Werkzeuglagerung

Der Anti-Chaos-Kasten

Ein neues Kleinteilelager macht mit Schattenlägern kurzen Prozess. Das Schwestermagazin INDUSTRIEMAGAZIN testete den Werkzeug-Sortierkasten – sein Reaktionsvermögen ist erstaunlich. Von Daniel Pohselt

Produktion
Ausprobiert: Die logiboxx wirft Werkzeuge aller Art in 16 Sekunden aus.

Ein geschrumpftes Hochregallager. Das findet sich im niederösterreichischen Judenau. Normalerweise. Denn Anfang Oktober bekam es Flügel und verließ den Zerspanungsprofi Haumberger Richtung Wien.

Die logiboxx, so nennt sich das Lager, machte Station auf der Technologiemesse vienna-tec. Frisch herausgeputzt, scharte es schon am ersten Tag Neugierige um sich – denn die Idee ist zugegebenermaßen gut: Geschäftsführer Wolfgang Haumberger, der immer schon ein eigenes Kleinteilelager zur Lagerung und Verwaltung von Werkzeugen, Mess- und Hilfsmitteln sein eigen nennen wollte, baute sich einfach eins. Um Schattenläger in seiner Produktion zu unterbinden.

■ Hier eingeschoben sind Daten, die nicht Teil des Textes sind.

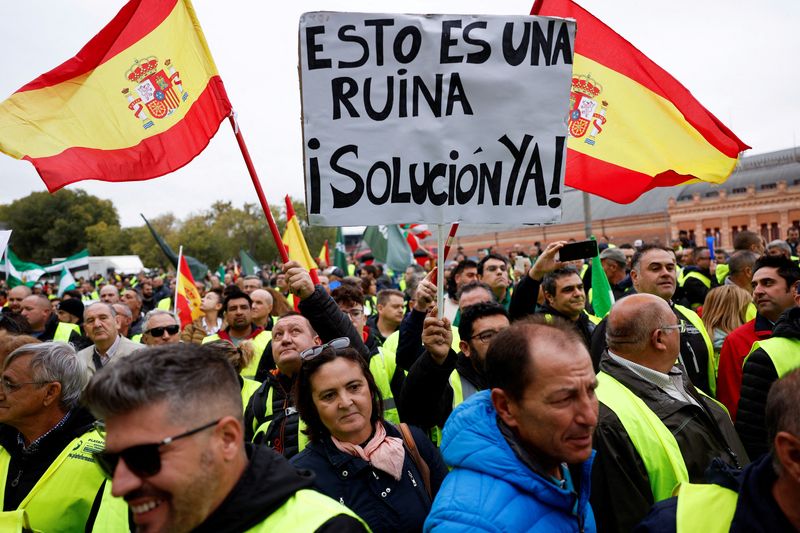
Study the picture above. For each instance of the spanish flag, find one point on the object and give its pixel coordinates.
(632, 125)
(188, 299)
(140, 100)
(294, 241)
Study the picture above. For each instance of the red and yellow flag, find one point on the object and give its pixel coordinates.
(632, 125)
(294, 241)
(324, 254)
(140, 100)
(188, 297)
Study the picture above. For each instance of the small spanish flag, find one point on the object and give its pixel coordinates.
(294, 241)
(140, 100)
(634, 127)
(188, 297)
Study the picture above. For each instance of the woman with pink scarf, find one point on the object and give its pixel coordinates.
(358, 458)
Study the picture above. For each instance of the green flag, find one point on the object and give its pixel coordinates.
(340, 252)
(602, 297)
(389, 246)
(199, 269)
(20, 272)
(249, 265)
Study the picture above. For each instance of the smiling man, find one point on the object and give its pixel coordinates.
(99, 321)
(175, 451)
(521, 451)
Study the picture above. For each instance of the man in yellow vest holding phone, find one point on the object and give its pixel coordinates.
(656, 429)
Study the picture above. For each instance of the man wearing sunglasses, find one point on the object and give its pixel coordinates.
(46, 439)
(175, 450)
(655, 428)
(160, 327)
(440, 379)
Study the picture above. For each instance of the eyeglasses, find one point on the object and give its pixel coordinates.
(159, 331)
(11, 387)
(680, 326)
(485, 336)
(336, 344)
(354, 312)
(144, 460)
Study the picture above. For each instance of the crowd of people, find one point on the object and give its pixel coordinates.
(352, 404)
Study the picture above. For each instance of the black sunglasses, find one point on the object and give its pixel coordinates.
(336, 344)
(144, 460)
(159, 331)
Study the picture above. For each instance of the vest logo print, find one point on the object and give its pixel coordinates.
(585, 109)
(156, 93)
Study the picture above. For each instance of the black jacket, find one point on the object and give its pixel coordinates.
(27, 466)
(77, 340)
(267, 483)
(756, 509)
(384, 503)
(427, 397)
(694, 291)
(621, 494)
(758, 375)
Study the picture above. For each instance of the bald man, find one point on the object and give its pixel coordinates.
(261, 309)
(655, 430)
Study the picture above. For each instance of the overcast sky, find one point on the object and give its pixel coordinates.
(739, 58)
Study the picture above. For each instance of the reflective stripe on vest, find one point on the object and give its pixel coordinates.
(112, 515)
(702, 278)
(751, 312)
(62, 498)
(260, 343)
(295, 516)
(249, 387)
(697, 322)
(263, 429)
(721, 273)
(462, 388)
(652, 439)
(383, 366)
(64, 330)
(784, 353)
(706, 508)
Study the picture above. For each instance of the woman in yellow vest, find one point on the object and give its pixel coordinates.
(358, 458)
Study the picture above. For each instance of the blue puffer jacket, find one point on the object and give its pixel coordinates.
(490, 489)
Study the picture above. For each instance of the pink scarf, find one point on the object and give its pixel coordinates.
(384, 453)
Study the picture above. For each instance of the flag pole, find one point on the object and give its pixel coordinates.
(450, 238)
(289, 214)
(440, 273)
(177, 282)
(259, 191)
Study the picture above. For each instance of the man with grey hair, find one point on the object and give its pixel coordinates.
(161, 327)
(99, 321)
(175, 450)
(655, 430)
(762, 498)
(46, 438)
(778, 248)
(133, 300)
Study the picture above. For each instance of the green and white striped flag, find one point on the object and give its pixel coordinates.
(66, 283)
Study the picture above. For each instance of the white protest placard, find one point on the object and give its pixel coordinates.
(434, 118)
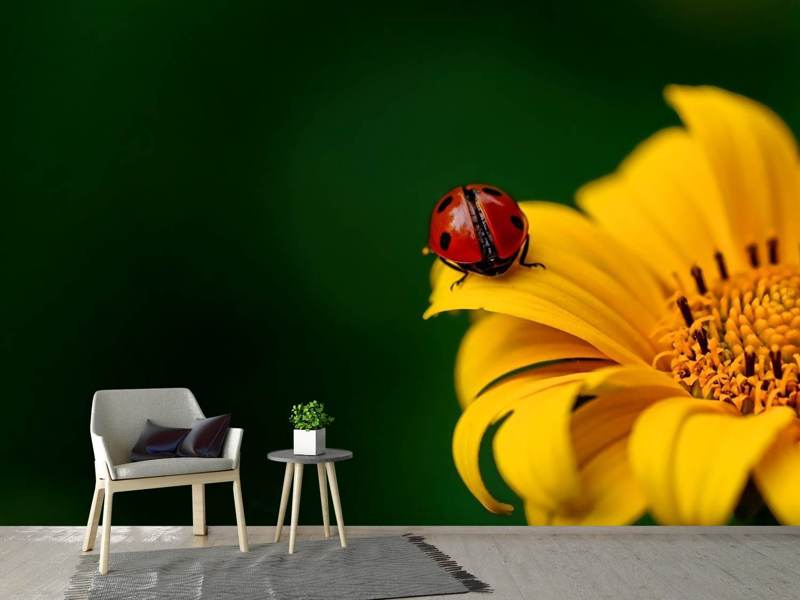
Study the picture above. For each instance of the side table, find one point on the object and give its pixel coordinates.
(294, 471)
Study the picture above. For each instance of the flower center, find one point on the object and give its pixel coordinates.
(738, 340)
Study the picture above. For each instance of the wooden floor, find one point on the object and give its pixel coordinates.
(518, 562)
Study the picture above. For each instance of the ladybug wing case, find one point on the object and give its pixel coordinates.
(452, 234)
(506, 221)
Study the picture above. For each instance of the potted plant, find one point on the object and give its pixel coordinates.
(309, 421)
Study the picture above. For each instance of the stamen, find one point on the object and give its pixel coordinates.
(723, 269)
(738, 341)
(697, 273)
(749, 362)
(683, 305)
(752, 253)
(777, 363)
(772, 245)
(701, 335)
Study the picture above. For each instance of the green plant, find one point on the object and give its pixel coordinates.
(310, 415)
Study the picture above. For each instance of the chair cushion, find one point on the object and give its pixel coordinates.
(206, 437)
(158, 442)
(171, 466)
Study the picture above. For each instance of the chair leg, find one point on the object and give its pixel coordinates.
(337, 503)
(323, 497)
(109, 496)
(240, 524)
(298, 484)
(287, 485)
(94, 516)
(199, 509)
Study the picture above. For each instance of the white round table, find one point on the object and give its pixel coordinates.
(294, 471)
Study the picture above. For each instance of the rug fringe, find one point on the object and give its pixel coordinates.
(472, 583)
(80, 584)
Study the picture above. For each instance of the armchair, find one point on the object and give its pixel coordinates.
(118, 417)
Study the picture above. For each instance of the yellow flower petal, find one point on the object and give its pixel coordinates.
(489, 408)
(613, 205)
(563, 475)
(497, 345)
(564, 229)
(673, 182)
(778, 476)
(616, 497)
(551, 298)
(754, 158)
(693, 457)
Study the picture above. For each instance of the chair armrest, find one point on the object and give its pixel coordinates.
(102, 461)
(233, 442)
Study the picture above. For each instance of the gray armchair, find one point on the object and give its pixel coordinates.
(118, 418)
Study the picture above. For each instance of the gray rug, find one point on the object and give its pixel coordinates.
(368, 569)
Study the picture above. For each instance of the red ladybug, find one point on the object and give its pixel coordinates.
(480, 229)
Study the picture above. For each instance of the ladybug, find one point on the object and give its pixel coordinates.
(479, 229)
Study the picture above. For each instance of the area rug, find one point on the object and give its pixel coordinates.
(368, 569)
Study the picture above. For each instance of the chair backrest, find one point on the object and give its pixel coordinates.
(119, 415)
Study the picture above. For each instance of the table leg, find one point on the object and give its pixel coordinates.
(337, 504)
(323, 497)
(287, 484)
(298, 484)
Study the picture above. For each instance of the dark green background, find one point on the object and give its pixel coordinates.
(233, 197)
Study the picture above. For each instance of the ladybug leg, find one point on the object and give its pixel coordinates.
(458, 281)
(455, 267)
(524, 254)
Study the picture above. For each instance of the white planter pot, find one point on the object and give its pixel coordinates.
(309, 442)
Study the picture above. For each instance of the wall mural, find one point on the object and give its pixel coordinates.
(232, 198)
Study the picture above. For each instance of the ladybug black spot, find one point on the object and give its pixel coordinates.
(444, 240)
(444, 204)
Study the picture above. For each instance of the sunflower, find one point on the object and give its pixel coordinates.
(653, 366)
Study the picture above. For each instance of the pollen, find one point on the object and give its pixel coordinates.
(737, 340)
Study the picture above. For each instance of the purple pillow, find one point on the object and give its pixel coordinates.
(158, 442)
(206, 437)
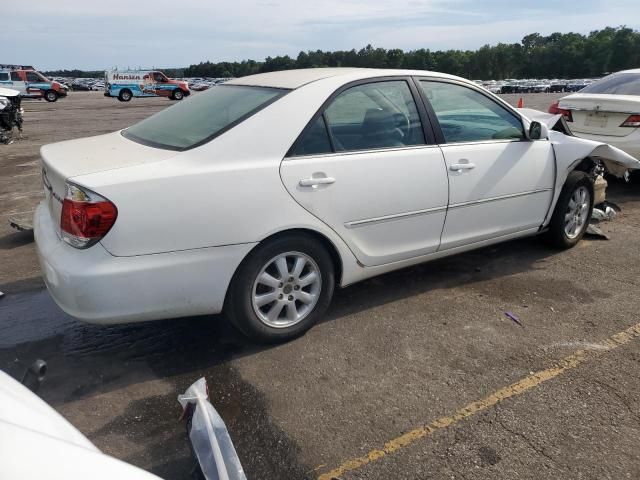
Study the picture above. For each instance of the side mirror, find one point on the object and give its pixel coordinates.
(538, 131)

„Jeder Werker lagert gern sein eigenes Werkzeug in der Schublade“, kann Haumberger zwar nachvollziehen. Aber in Haumbergers Brust wohnt auch eine zweite Seele. Nämlich die geschäftliche. „Uns entstanden so horrende Mehrkosten durch größere Suchzeiten und den Werkzeugnachkauf“, sagt er. INDUSTRIEMAGAZIN unterzog die Werkzeugsammellösung einem Praxischeck. Fazit: Die Lösung aus Niederösterreich kennt kaum Schwächen.

White Paper zum Thema

4000 Lagerplätze

Liebevoll tätschelt Haumberger die massive logiboxx-Stahlkonstruktion, die über eine Werkzeugein- und -ausgabestation (Schiebetür: manuell) verfügt. Kein Wunder: Sie bringt ihm jährlich Kosteneinsparungen von mehreren 10.000 Euro. Mit zwei Metern Höhe und einer Stellfläche von 2,3 Quadratmetern macht sie sich in der Fertigung klein.